Low gold prices are not preventing affiliated companies
The mine — the first ever developed by the partners — entered commercial production in February, on budget and four months ahead of schedule. Annual production is projected at 250,000 oz. gold-equivalent, with cash costs expected to average US$80 per oz. and total costs, including all depletion and amortization, anticipated at US$120 per oz.
The fast start provided each company with $7.1 million in extra income for the fiscal year ended March 31. During that period, Euro-Nevada earned a record $24.8 million (or 26 cents per share) on revenue of $57.74 million, up 18% and 30%, respectively, from the previous fiscal year. Fourth-quarter results were equally impressive, with earnings up 14% from a year ago, at $7.4 million, and revenue up 73%, at $19.6 million.
In fiscal 1999, Franco-Nevada earned $43.7 million (55 cents per share) on revenue of $77.85 million, compared with $52.7 million (70 cents per share) on $82.9 million a year ago. Earnings in the final three months of the recent fiscal year were down 14%, at $12.8 million, though revenue was 13% higher, at $24 million.
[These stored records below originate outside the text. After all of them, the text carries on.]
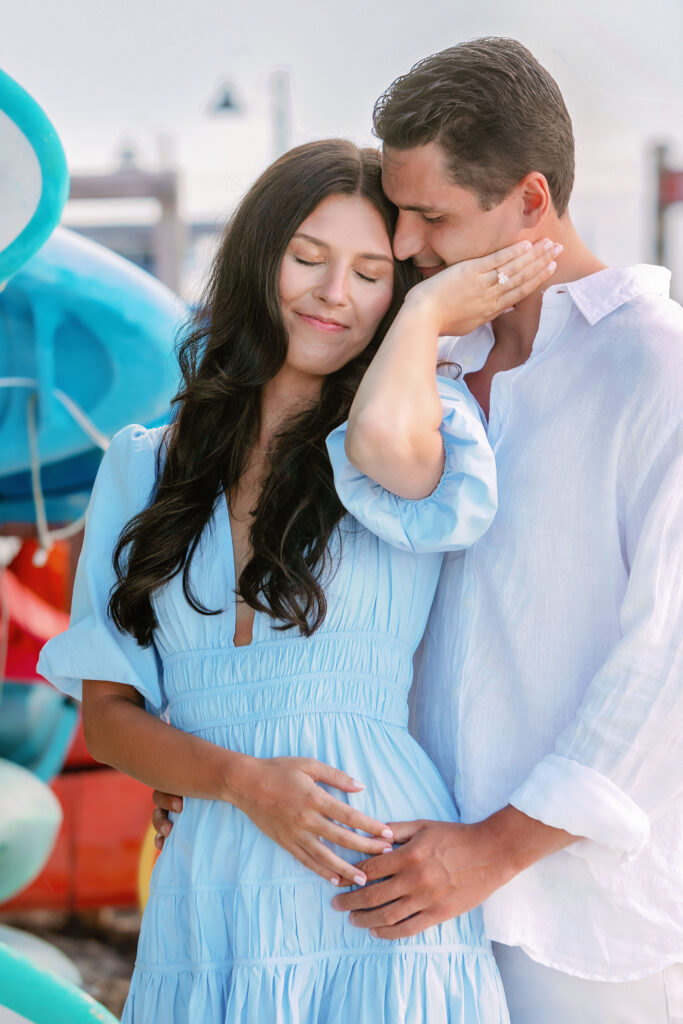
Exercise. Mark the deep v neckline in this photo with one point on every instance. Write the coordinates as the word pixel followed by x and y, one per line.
pixel 232 565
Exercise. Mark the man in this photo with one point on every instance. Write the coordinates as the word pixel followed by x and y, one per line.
pixel 549 690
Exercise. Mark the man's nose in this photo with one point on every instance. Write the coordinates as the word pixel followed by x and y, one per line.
pixel 408 238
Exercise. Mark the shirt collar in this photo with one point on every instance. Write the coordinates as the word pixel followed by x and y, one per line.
pixel 602 293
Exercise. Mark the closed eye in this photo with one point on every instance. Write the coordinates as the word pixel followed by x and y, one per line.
pixel 307 262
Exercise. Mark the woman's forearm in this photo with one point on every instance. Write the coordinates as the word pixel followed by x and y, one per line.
pixel 120 732
pixel 393 430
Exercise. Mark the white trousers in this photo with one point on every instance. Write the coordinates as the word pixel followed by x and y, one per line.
pixel 539 994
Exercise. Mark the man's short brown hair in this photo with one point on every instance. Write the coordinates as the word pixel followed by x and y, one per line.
pixel 494 110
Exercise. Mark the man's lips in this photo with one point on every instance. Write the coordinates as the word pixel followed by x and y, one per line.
pixel 429 271
pixel 321 324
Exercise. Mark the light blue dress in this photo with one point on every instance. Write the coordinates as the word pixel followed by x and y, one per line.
pixel 237 931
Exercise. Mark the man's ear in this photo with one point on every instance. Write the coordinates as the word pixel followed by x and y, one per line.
pixel 535 199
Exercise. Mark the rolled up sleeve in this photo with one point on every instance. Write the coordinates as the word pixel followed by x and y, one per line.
pixel 621 760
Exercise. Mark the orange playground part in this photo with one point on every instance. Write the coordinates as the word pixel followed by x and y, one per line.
pixel 96 858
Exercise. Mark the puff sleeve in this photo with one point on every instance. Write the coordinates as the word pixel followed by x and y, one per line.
pixel 461 508
pixel 92 647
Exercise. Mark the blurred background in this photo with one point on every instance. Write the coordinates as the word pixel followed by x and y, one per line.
pixel 209 92
pixel 166 112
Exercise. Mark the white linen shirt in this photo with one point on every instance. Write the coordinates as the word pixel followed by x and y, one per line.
pixel 551 673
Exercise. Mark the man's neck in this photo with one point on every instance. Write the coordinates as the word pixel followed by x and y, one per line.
pixel 515 331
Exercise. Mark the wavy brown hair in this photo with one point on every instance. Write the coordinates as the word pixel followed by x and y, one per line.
pixel 232 346
pixel 495 111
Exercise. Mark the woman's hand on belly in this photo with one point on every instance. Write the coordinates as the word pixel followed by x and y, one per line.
pixel 283 799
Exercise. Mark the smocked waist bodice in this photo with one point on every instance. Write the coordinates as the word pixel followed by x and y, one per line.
pixel 355 673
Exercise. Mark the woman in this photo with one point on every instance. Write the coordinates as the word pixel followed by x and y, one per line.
pixel 275 634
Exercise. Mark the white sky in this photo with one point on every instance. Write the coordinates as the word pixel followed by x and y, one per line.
pixel 133 72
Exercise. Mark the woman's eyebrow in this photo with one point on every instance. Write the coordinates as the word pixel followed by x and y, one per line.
pixel 318 242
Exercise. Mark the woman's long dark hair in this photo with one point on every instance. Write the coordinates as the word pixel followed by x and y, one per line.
pixel 233 345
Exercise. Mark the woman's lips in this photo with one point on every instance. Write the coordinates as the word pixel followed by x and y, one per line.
pixel 329 327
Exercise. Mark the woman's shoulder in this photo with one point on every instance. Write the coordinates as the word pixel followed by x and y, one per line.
pixel 136 441
pixel 130 463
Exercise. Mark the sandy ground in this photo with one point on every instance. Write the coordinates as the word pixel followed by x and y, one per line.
pixel 101 944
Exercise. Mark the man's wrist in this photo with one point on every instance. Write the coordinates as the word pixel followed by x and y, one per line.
pixel 521 841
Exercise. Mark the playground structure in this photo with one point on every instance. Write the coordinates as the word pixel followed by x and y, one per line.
pixel 86 346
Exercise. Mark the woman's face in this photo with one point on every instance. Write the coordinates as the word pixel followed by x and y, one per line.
pixel 336 284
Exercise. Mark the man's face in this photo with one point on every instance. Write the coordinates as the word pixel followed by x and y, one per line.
pixel 440 223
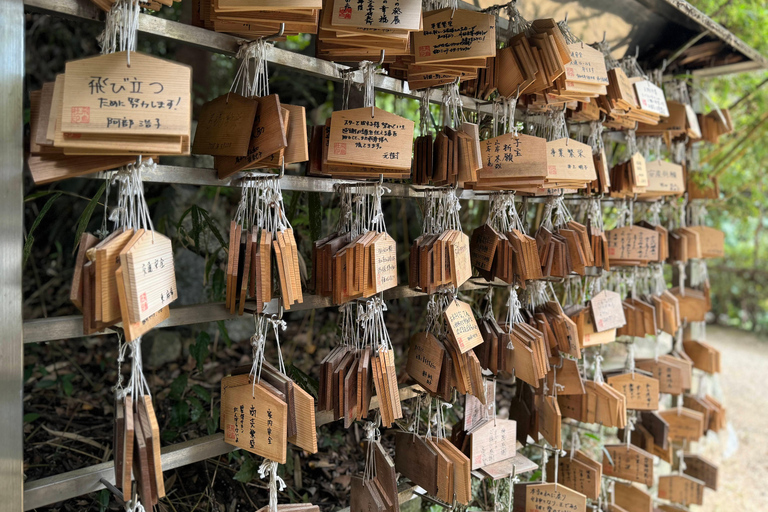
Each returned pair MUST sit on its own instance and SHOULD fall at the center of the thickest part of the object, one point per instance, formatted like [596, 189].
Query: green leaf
[213, 227]
[202, 393]
[211, 424]
[224, 333]
[85, 217]
[196, 409]
[315, 216]
[66, 384]
[178, 386]
[200, 349]
[249, 470]
[180, 414]
[30, 238]
[46, 383]
[168, 435]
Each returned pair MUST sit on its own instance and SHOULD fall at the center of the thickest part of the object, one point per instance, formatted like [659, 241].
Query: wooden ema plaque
[633, 243]
[669, 375]
[631, 498]
[664, 178]
[553, 498]
[253, 418]
[640, 389]
[224, 126]
[462, 325]
[701, 469]
[683, 489]
[493, 442]
[455, 35]
[425, 360]
[385, 263]
[587, 65]
[579, 473]
[508, 156]
[711, 241]
[684, 424]
[102, 95]
[382, 140]
[517, 465]
[569, 160]
[651, 98]
[403, 15]
[149, 275]
[416, 460]
[607, 311]
[629, 463]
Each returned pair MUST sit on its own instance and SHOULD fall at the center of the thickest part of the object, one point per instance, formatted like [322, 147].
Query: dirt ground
[741, 450]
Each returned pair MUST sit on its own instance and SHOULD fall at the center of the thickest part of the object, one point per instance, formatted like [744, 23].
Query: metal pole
[11, 240]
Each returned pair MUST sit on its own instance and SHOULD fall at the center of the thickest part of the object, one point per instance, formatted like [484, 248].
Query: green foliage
[199, 350]
[85, 217]
[30, 237]
[197, 237]
[249, 468]
[190, 405]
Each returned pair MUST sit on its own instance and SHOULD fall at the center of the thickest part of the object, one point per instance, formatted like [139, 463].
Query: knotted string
[121, 27]
[269, 468]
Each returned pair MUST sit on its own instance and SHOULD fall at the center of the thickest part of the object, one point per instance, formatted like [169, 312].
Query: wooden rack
[18, 495]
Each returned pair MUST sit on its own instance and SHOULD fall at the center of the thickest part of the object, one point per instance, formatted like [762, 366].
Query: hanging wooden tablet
[142, 465]
[651, 98]
[149, 274]
[462, 325]
[455, 35]
[579, 473]
[107, 262]
[224, 126]
[110, 103]
[416, 460]
[268, 137]
[376, 139]
[682, 489]
[684, 424]
[493, 442]
[570, 162]
[629, 463]
[549, 420]
[425, 360]
[151, 431]
[631, 498]
[640, 389]
[87, 241]
[253, 418]
[701, 469]
[539, 496]
[133, 330]
[664, 179]
[632, 245]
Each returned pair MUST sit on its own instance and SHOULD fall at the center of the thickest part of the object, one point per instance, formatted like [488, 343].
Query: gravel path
[741, 450]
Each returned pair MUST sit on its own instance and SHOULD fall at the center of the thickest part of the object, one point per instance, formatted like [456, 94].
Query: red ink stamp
[81, 115]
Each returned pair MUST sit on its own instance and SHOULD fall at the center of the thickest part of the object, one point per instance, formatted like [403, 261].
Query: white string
[269, 468]
[120, 29]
Low prices for gold and oil are responsible for the earnings dip, whereas revenue was affected by a shift in activity at the Betze-Post mine to an area where Franco has yet to earn a net profits interest. (This type of royalty differs from a net smelter return, which Franco also holds, in that capital expenditures are considered.)
At the newly opened Midas mine, the pair spent US$5.9 million exploring the immediate mine area from surface, resulting in a 43% increase in mine resources; the figure now stands at 5.4 million tons averaging 1.3 oz. gold-equivalent per ton. Little activity occurred elsewhere, as environmental permits for the bulk of the 26,000-acre property were not issued until November.
This year’s budget is set at US$4.5 million, with crews testing possible strike extensions to known veins and seeking new targets. This excludes funds set aside for ongoing underground drilling, which is aimed at augmenting existing reserves of 2.7 million tons grading 1.12 oz. gold per ton. That figure is based on a gold price of US$300 per oz. and a silver price of US$6 per oz., and is 36% more than that calculated at the end of the previous fiscal year.